Tips For Home & Business Owners After A Hail Storm
After a hailstorm passes through your area, the first thing that probably jumps into your head is your car. You shouldn't just worry about your car—but your roof as well. In fact, most homeowners are unaware of hail damage to their roofs. Hail can cause extensive damage to roofing and more. However, the extent of hail damage can vary and is dependent on multiple factors.
Hail size and density: The bigger and more dense the hail, the more destruction to your property. The size of hailstones are measured by comparing it to known objects, with the smallest being pea size at ¼ inch diameter and in extraordinary circumstances, grapefruit size at 4 ½ inches. Hail is considered severe at quarter size (1 inch) and beyond.
Wind speed and direction: Higher wind speeds can increase the damage that hail inflicts, along with the direction of the wind.
Roofing materials: Most roofs are made from asphalt. While durable and versatile, asphalt is more susceptible to hail damage. Hail can also create dents in aluminum siding. Older roofs and/or roofs that are in poor condition are also vulnerable to hail damage.
What Hail Damage to Your Roof Looks Like
How hail damage presents itself in shingles varies depending on the material of the shingles. To avoid potential hail damage from escalating to irreversible damage and leaky roofs, it is essential to know what hail damage looks like. Regardless of the type of shingles, random damage that doesn’t follow an discernable pattern is often an indicator of hail damage.
For asphalt and composition shingles, be sure to look out for the following:
“Bruising,” or black spots on shingles
Missing surface granules
Spots that are soft to the touch
Asphalt that seems to glisten and shine
For wooden shingles:
Brown/orange cracks in the shingle
Splits in the shingle with sharp edges and corners
Splits in shingles with little to no erosion near the edges
Dents and/or marks alongside the splits
Although hail is a frequent culprit to inflicting damage to roofs, it can be misidentified. Over time, exposure to sunlight and weather causes wear and tear to shingles on rooftops. Older shingles are prone to cracking and granule loss.
How to Check for Potential Hail Damage
It may be difficult to deduce hail damage to your roof from the ground, but you can still figure out if there is any damage by looking for the most prominent signs.
First, check for dents in gutters, gutter screens, and downspouts. If these are damaged, there is a high likelihood that your roof has taken even more of a beating.
Second, check for damage to window sills and sidings. Same thing for the gutters and downspouts: if there is damage to these, you can bet there is damage on your roof as well.
Finally, check any other outdoor objects, such as air conditioners, patio furniture, etc. If you see any new dings or dents, this is most likely caused by hail damage.
Getting on the Roof
Once you’ve identified hail damage to other parts of your property, it’s time to pull out the ladder and get onto the roof. Don’t know where to start? Be sure to check chimneys, shingles, vents, and gutters.
When checking roof vents, keep your eyes open for chipped/eroded surfaces, dents, and dings. Damage is more obvious on vents made from softer materials.

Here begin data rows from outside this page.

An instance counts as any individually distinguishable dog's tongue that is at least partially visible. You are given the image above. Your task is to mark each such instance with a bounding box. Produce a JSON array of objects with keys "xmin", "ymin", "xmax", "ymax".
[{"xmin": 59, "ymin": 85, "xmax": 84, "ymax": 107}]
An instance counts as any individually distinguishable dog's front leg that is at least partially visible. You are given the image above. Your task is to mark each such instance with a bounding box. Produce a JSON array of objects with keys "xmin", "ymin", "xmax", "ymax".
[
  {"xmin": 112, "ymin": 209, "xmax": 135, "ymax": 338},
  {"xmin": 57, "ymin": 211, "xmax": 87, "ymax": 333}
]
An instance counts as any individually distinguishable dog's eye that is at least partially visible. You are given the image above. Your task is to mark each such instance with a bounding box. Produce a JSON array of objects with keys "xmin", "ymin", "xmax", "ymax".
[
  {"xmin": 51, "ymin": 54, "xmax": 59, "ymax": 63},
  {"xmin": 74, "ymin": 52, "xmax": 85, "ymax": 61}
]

Most importantly, check your shingles for damage. Damage to shingles can be either obvious or incredibly hard to determine. Missing surface granules are a key indicator of hail damage.
If you ignore shingle damage, it can lead to more serious consequences over time, such as roof leaks. Damaged shingles also provide enough evidence to create an insurance claim, so be sure to mark every damaged shingle and/or take pictures.
So I Have Hail Damage… Now What?
Once you’ve determined that you may have hail damage, you need to schedule an inspection. Give us a call to schedule a time for one of our experienced technicians to examine your roof. If there is damage, we can help you get started with the process of filing your insurance claim.
Depending on your insurance policy, your insurance may or may not pay for a new roof. Of course, this depends on the nature of the damage inflicted to your roof. If the damage is significant and impacts the functionality of your roof, a public adjust can assist you in giving you a fair deal.